Hubert Van Humbeeck

Op het moment dat een stel Europese ministers de laatste hand legden aan een nieuw, streng asielbeleid voor de Unie, sijpelden in enkele Belgische kerken een paar tientallen gezinnen binnen van mensen zonder papieren. Eerst in Luik, dan in hartje Brussel, daarna in de kapel van de Antwerpse Universitaire Faculteiten Sint-Ignatius, en zo verder. In Antwerpen werd de poort door de rector zelf geopend. Die mensen kwamen niet om de kerken te bezetten, maar om een beroep te doen op het zogenaamde kerkasiel.
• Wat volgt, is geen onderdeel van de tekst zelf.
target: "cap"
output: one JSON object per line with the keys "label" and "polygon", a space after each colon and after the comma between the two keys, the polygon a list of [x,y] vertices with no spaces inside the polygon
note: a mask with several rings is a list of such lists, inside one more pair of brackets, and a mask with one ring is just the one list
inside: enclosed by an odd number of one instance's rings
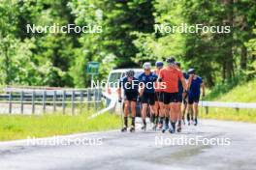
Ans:
{"label": "cap", "polygon": [[156,68],[163,67],[163,66],[164,66],[164,63],[163,62],[161,62],[161,61],[155,62],[155,67]]}
{"label": "cap", "polygon": [[149,70],[151,68],[151,64],[149,63],[149,62],[145,62],[144,64],[144,70]]}
{"label": "cap", "polygon": [[176,59],[175,59],[175,57],[170,57],[169,59],[166,60],[166,62],[167,62],[168,64],[175,64]]}
{"label": "cap", "polygon": [[195,73],[195,69],[194,68],[191,68],[188,70],[187,71],[188,74],[192,74],[192,73]]}

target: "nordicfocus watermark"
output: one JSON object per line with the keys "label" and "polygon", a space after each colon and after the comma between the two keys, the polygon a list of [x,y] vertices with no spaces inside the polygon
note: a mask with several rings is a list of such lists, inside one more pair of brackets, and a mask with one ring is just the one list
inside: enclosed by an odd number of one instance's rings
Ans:
{"label": "nordicfocus watermark", "polygon": [[86,138],[86,137],[61,137],[53,136],[50,138],[36,138],[28,136],[26,145],[28,146],[99,146],[103,144],[102,138]]}
{"label": "nordicfocus watermark", "polygon": [[84,25],[84,26],[78,26],[76,24],[67,24],[67,25],[60,25],[59,23],[53,23],[52,25],[35,25],[35,24],[27,24],[26,25],[26,32],[33,33],[33,34],[44,34],[44,33],[62,33],[62,34],[95,34],[95,33],[102,33],[102,26],[100,25]]}
{"label": "nordicfocus watermark", "polygon": [[131,82],[121,82],[121,81],[113,81],[113,82],[107,82],[107,81],[99,81],[99,80],[91,80],[91,88],[104,88],[104,87],[125,87],[125,89],[136,89],[137,87],[140,88],[146,88],[146,89],[166,89],[167,85],[166,82],[140,82],[139,80],[132,80]]}
{"label": "nordicfocus watermark", "polygon": [[230,138],[207,138],[204,136],[195,136],[195,137],[188,137],[186,135],[180,136],[173,136],[173,137],[166,137],[166,136],[155,136],[155,145],[156,146],[197,146],[197,145],[204,145],[204,146],[229,146],[231,145]]}
{"label": "nordicfocus watermark", "polygon": [[229,34],[231,33],[231,26],[229,25],[204,25],[194,24],[188,25],[187,23],[181,23],[180,25],[169,25],[169,24],[155,24],[155,33],[161,34],[198,34],[198,33],[213,33],[213,34]]}

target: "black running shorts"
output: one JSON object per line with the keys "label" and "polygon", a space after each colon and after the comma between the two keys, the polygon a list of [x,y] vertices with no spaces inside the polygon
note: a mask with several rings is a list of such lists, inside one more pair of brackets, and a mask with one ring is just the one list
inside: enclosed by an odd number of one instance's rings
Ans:
{"label": "black running shorts", "polygon": [[155,93],[144,93],[142,96],[142,103],[147,103],[149,105],[154,105],[155,103]]}
{"label": "black running shorts", "polygon": [[178,93],[167,93],[163,92],[164,104],[170,104],[171,102],[178,102]]}

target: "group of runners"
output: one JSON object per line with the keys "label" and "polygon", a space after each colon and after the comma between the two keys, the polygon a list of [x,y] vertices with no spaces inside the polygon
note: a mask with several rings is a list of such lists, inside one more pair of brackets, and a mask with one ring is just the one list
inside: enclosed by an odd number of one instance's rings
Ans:
{"label": "group of runners", "polygon": [[[146,129],[146,115],[149,112],[153,129],[162,132],[180,132],[182,123],[198,124],[198,103],[201,90],[205,96],[205,85],[195,69],[182,71],[180,63],[174,57],[155,63],[153,71],[149,62],[144,64],[144,72],[136,78],[133,70],[126,72],[119,81],[117,89],[119,102],[124,100],[124,127],[128,130],[128,115],[131,109],[132,124],[130,131],[135,131],[136,105],[141,103],[143,119],[142,129]],[[122,99],[122,90],[124,99]]]}

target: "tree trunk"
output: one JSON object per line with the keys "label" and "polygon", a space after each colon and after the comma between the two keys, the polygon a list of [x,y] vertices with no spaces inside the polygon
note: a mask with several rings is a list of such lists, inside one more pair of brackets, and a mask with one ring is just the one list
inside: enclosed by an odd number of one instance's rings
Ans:
{"label": "tree trunk", "polygon": [[244,44],[242,44],[240,49],[240,69],[246,70],[247,63],[247,48]]}

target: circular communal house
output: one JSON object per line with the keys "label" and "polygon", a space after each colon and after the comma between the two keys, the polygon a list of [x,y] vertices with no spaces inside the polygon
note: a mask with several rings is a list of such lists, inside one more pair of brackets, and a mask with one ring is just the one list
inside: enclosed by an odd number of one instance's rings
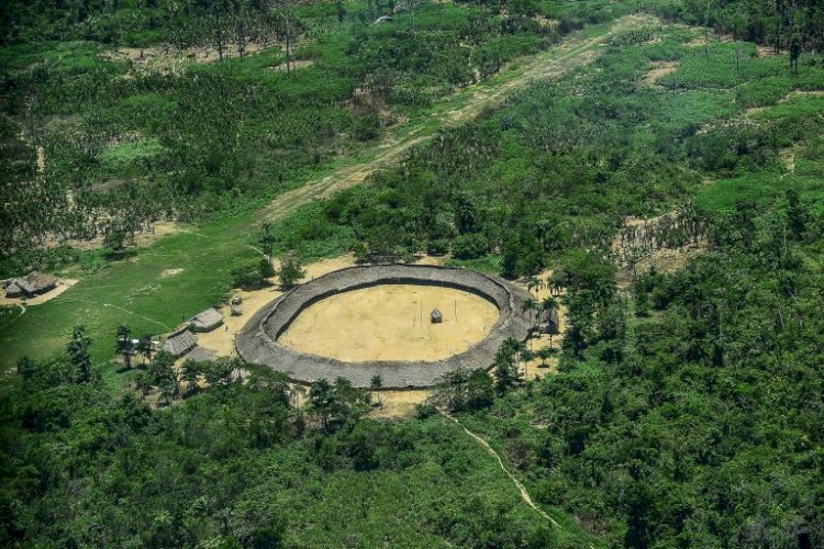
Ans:
{"label": "circular communal house", "polygon": [[[499,316],[482,340],[464,352],[437,361],[344,362],[300,352],[278,341],[292,321],[312,304],[335,294],[380,284],[438,285],[469,292],[491,302]],[[341,377],[355,386],[368,388],[372,377],[380,376],[387,389],[425,388],[436,384],[441,376],[452,370],[490,368],[504,339],[525,339],[530,320],[521,305],[528,298],[525,290],[468,269],[419,265],[350,267],[294,288],[264,306],[237,335],[235,345],[247,362],[269,366],[303,383]],[[319,333],[318,337],[323,334]]]}

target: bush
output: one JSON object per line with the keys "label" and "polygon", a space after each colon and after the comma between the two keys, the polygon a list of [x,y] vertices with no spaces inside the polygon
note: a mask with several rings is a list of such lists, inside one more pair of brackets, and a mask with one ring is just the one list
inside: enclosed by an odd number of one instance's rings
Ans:
{"label": "bush", "polygon": [[449,243],[444,238],[437,238],[426,243],[426,253],[431,256],[443,256],[449,251]]}
{"label": "bush", "polygon": [[488,250],[489,240],[479,234],[459,235],[452,242],[452,255],[457,259],[476,259]]}
{"label": "bush", "polygon": [[371,141],[380,134],[380,119],[377,114],[367,114],[355,121],[355,138]]}

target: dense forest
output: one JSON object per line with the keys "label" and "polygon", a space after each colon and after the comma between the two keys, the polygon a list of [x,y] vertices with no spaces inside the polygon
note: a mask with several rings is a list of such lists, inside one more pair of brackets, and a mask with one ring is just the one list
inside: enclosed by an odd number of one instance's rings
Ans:
{"label": "dense forest", "polygon": [[[506,341],[492,370],[382,419],[380,393],[343,379],[303,388],[229,358],[175,370],[163,352],[124,367],[134,317],[89,305],[58,328],[71,302],[0,307],[16,366],[0,386],[3,545],[824,546],[821,2],[5,8],[3,276],[90,277],[76,295],[132,309],[157,277],[132,261],[199,253],[208,269],[157,298],[194,307],[256,272],[248,248],[298,270],[425,253],[511,280],[549,269],[566,318],[552,373],[522,379],[531,351]],[[255,213],[525,56],[641,14],[658,19],[365,184]],[[131,247],[162,220],[193,236]]]}

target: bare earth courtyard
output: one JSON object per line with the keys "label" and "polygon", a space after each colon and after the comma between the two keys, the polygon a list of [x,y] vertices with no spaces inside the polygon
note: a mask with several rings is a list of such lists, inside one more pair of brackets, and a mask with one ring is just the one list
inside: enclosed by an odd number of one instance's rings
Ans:
{"label": "bare earth courtyard", "polygon": [[[433,309],[442,312],[441,324],[431,322]],[[386,284],[312,304],[278,340],[301,352],[347,362],[430,361],[464,352],[483,339],[497,320],[492,303],[466,291]]]}
{"label": "bare earth courtyard", "polygon": [[[469,269],[350,267],[260,309],[235,345],[244,360],[304,383],[342,377],[365,388],[380,376],[388,389],[426,388],[457,368],[489,368],[505,338],[525,339],[528,296]],[[435,307],[443,322],[432,325]]]}

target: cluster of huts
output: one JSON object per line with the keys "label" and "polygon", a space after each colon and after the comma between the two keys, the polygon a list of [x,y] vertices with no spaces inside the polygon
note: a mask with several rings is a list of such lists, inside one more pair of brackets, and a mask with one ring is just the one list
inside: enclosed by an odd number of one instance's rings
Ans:
{"label": "cluster of huts", "polygon": [[[240,296],[232,299],[230,302],[232,316],[243,314],[241,304],[242,300]],[[163,344],[163,350],[176,358],[188,354],[189,358],[193,360],[210,360],[214,358],[213,354],[198,347],[198,334],[212,332],[222,325],[223,315],[221,312],[214,307],[207,309],[187,320],[180,328],[169,334],[169,337]]]}
{"label": "cluster of huts", "polygon": [[35,295],[49,292],[56,287],[56,278],[37,271],[32,271],[25,277],[9,279],[3,283],[5,296],[13,299],[34,298]]}
{"label": "cluster of huts", "polygon": [[183,323],[183,326],[176,329],[166,343],[163,344],[163,350],[172,357],[182,357],[198,345],[198,333],[211,332],[223,325],[223,315],[216,309],[210,307],[202,311]]}

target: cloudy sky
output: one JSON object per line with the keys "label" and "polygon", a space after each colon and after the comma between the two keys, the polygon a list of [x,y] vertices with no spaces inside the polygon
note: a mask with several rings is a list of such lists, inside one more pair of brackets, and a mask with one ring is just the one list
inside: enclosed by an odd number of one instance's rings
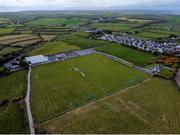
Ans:
{"label": "cloudy sky", "polygon": [[0,11],[65,9],[180,10],[180,0],[0,0]]}

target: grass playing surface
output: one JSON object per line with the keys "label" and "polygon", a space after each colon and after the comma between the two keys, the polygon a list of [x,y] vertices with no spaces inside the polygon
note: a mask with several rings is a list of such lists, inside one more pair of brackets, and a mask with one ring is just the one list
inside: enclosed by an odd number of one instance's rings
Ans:
{"label": "grass playing surface", "polygon": [[41,122],[148,77],[99,54],[37,67],[32,75],[33,116]]}
{"label": "grass playing surface", "polygon": [[39,125],[48,133],[180,133],[180,93],[154,78]]}

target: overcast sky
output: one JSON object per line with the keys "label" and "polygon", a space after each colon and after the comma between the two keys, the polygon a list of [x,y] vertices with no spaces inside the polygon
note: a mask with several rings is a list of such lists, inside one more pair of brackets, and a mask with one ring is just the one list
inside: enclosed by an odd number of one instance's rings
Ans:
{"label": "overcast sky", "polygon": [[65,9],[180,10],[180,0],[0,0],[0,11]]}

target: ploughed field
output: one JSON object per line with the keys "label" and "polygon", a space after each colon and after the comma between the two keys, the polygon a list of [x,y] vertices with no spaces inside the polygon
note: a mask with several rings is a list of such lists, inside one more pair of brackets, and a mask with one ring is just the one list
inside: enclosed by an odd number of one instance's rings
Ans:
{"label": "ploughed field", "polygon": [[152,78],[38,125],[46,133],[180,133],[180,93]]}
{"label": "ploughed field", "polygon": [[36,67],[32,73],[33,117],[36,123],[46,121],[149,77],[96,53]]}

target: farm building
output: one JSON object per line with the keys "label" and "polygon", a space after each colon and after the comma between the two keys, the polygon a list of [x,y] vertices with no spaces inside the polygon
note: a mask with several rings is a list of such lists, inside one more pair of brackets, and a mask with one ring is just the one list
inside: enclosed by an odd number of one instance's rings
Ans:
{"label": "farm building", "polygon": [[39,65],[39,64],[47,63],[48,57],[44,55],[31,56],[31,57],[26,57],[25,61],[32,65]]}

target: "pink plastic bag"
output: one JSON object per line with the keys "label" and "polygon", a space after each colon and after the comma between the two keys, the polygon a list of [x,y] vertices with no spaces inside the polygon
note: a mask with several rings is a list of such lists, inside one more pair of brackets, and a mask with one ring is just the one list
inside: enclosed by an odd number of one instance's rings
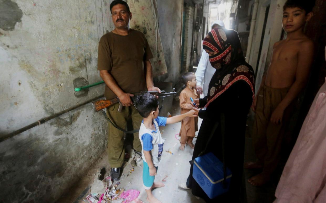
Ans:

Voor de goede orde: dat begrip is niet wettelijk geregeld, niet bij ons en niet in internationaal verband. Het is een gebruik uit een ver verleden, waarbij mensen in gebedsoorden bescherming zochten tegen voorbijtrekkende vijandige legers of andere stormen van hun tijd. In de hoop dat die bang genoeg waren voor de wrake gods. Het woord asiel, van het Latijnse asylum – vrijplaats – stamt oorspronkelijk uit het Grieks en betekent dat wie zich op zo’n plek bevindt niet wordt beroofd.

Dat niet iedereen dat zo begreep, bleek overigens nog tijdens de Tweede Wereldoorlog, toen de nazi’s er zich niet voor schroomden om hele kerken in brand te steken, met iedereen die erin zat. Na de genocide in Rwanda in 1994 werden bloedstollende verhalen verteld van Tutsi’s die zonder onderscheid werden vermoord in de kerken waar ze hun toevlucht hadden gezocht – niet zelden nadat ze door de priesters zelf waren verraden.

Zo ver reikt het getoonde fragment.